The main complication of portal hypertension is bleeding from the varices, and many of the treatment options aim to manage that bleeding.
Treatment options to manage portal hypertension and its complications:
Once we confirm that the portal hypertension is causing the varicose veins, you may begin drug therapy. The medications aim to reduce the blood flowing into the portal as well as reducing the pressure.
Medications used to treat portal hypertension include:
Beta blockers can be used to decrease portal pressure, although there are unpleasant side effects. However, if you have cirrhosis but no varices, beta blockers cannot be used to prevent varices from developing. Studies have shown that the side effects of the medication outweigh the possible benefits.
Vasopressin decreases the splanchnic blood flow (blood flow in the gastrointestinal region).
Antibiotics may be prescribed for a short term if you have cirrhosis and acute hemorrhage. The antibiotics may reduce the likelihood of re-bleeding.

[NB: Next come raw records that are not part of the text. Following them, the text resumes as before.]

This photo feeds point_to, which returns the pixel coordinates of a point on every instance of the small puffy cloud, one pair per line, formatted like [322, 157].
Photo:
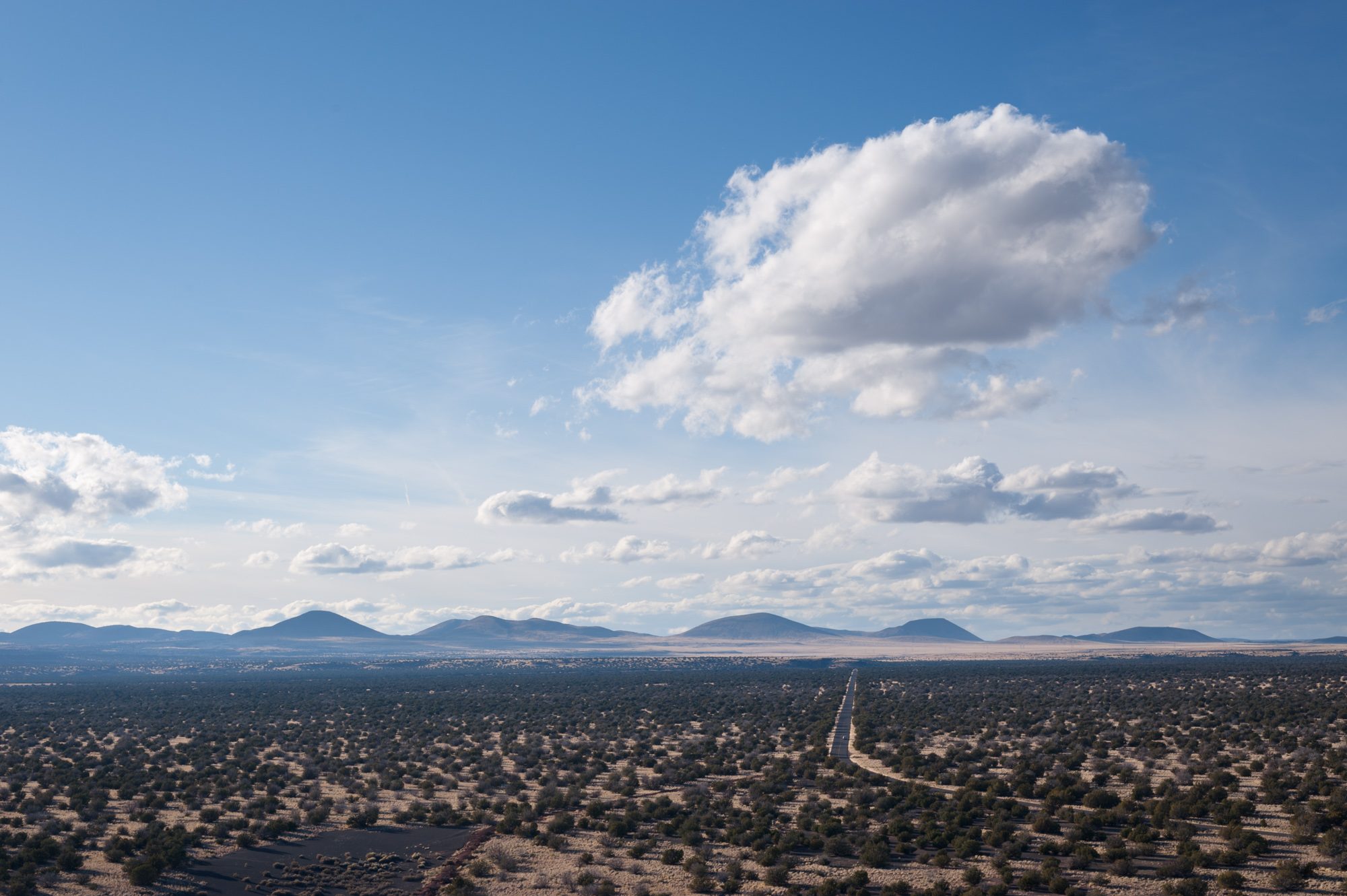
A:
[1325, 314]
[228, 474]
[539, 508]
[1181, 521]
[1070, 475]
[336, 559]
[55, 489]
[269, 528]
[671, 490]
[673, 583]
[879, 273]
[92, 555]
[1307, 549]
[896, 564]
[79, 557]
[626, 551]
[263, 559]
[783, 477]
[755, 543]
[595, 498]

An endoscopy can treat gastrointestinal hemorrhage. There are a number of endoscopic treatments for this purpose:
Banding: This is the preferred method to manage variceal hemorrhage. During an endoscopy, your doctor places small elastic rings over the vein. The rings block the blood supply to each varix. You will undergo the initial banding session, and then return for subsequent sessions in order to completely obliterate the varices.

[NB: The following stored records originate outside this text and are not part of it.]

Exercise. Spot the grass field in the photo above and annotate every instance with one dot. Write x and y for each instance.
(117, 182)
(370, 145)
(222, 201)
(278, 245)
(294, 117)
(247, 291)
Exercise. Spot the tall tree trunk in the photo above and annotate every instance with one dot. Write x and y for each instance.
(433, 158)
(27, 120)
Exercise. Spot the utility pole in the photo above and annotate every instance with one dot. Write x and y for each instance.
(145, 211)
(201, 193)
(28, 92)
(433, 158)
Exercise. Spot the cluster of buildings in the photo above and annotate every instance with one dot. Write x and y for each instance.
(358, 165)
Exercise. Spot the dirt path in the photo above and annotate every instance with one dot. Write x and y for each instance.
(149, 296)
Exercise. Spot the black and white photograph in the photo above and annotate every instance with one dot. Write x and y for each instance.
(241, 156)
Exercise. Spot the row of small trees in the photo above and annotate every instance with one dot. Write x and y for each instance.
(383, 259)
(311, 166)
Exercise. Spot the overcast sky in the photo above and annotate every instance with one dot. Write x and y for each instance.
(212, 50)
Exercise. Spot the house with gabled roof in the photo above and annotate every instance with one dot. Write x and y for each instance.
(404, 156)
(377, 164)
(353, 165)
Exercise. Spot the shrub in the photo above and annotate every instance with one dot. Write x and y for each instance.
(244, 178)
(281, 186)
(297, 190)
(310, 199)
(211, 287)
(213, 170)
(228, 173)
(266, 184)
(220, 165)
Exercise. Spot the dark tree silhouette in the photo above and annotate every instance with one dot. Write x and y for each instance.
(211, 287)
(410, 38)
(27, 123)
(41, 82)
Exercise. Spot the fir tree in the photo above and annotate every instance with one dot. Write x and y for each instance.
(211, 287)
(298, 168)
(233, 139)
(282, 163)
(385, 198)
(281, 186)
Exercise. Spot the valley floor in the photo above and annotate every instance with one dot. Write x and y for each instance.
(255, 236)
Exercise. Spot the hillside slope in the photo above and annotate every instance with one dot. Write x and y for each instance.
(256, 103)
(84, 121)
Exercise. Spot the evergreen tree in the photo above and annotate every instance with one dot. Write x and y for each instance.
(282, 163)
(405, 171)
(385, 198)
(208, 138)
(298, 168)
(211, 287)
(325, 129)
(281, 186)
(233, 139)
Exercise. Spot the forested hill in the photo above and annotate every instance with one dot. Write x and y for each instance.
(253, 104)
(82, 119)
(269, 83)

Sclerotherapy: During an endoscopy, we inject sclerosant, a chemical irritant, into and around the varices in order to obliterate the vein. After your initial sclerotherapy session, you will need subsequent sessions to obliterate the varices.
Balloon tamponade: This is done to control variceal bleeding through compressing the vein. We inflate a small balloon within your stomach or esophagus to apply pressure to the bleeding veins. This compresses and stops the bleeding. This is a complex procedure that should only be performed by experienced physicians, like the gastroenterologists at Johns Hopkins.
Shunting is another method of controlling acute bleeding. If you have had recurrent bleeding despite medical or endoscopic treatment, you may require either of the two methods of shunting:
Nonsurgical transjugular intrahepatic portal systemic shunt (TIPSS): This procedure should only be performed by a doctor with a high level of expertise and experience. Your doctor will access the hepatic vein through the jugular vein, and pass a needle through the liver into the portal vein. The vein is then dilated and a stent is put in place to keep the vein open.
Surgical shunts: This is done to reduce the pressure in the portal vein, to maintain regular blood flow around the liver, and to reduce (or not worsen) hepatic encephalopathy.
Mechanism of ascites in portal hypertension; S=stomach; C=colon; I=intestine. (Click to Enlarge)
Liver transplantation is the only effective treatment for end-stage liver disease. Liver transplantation means your diseased liver is replaced with a healthy one. This option offers the highest survival rate and chance of complete rehabilitation.
Challenges include a scarcity of liver donors, your body rejecting the new liver and the great expense involved. The surgery is long and complex, requiring the removal and replacement of your body's largest solid organ.
Your doctor will discuss with you whether you are a candidate for liver transplantation, and what steps you must take to be placed on the waiting list for a new liver.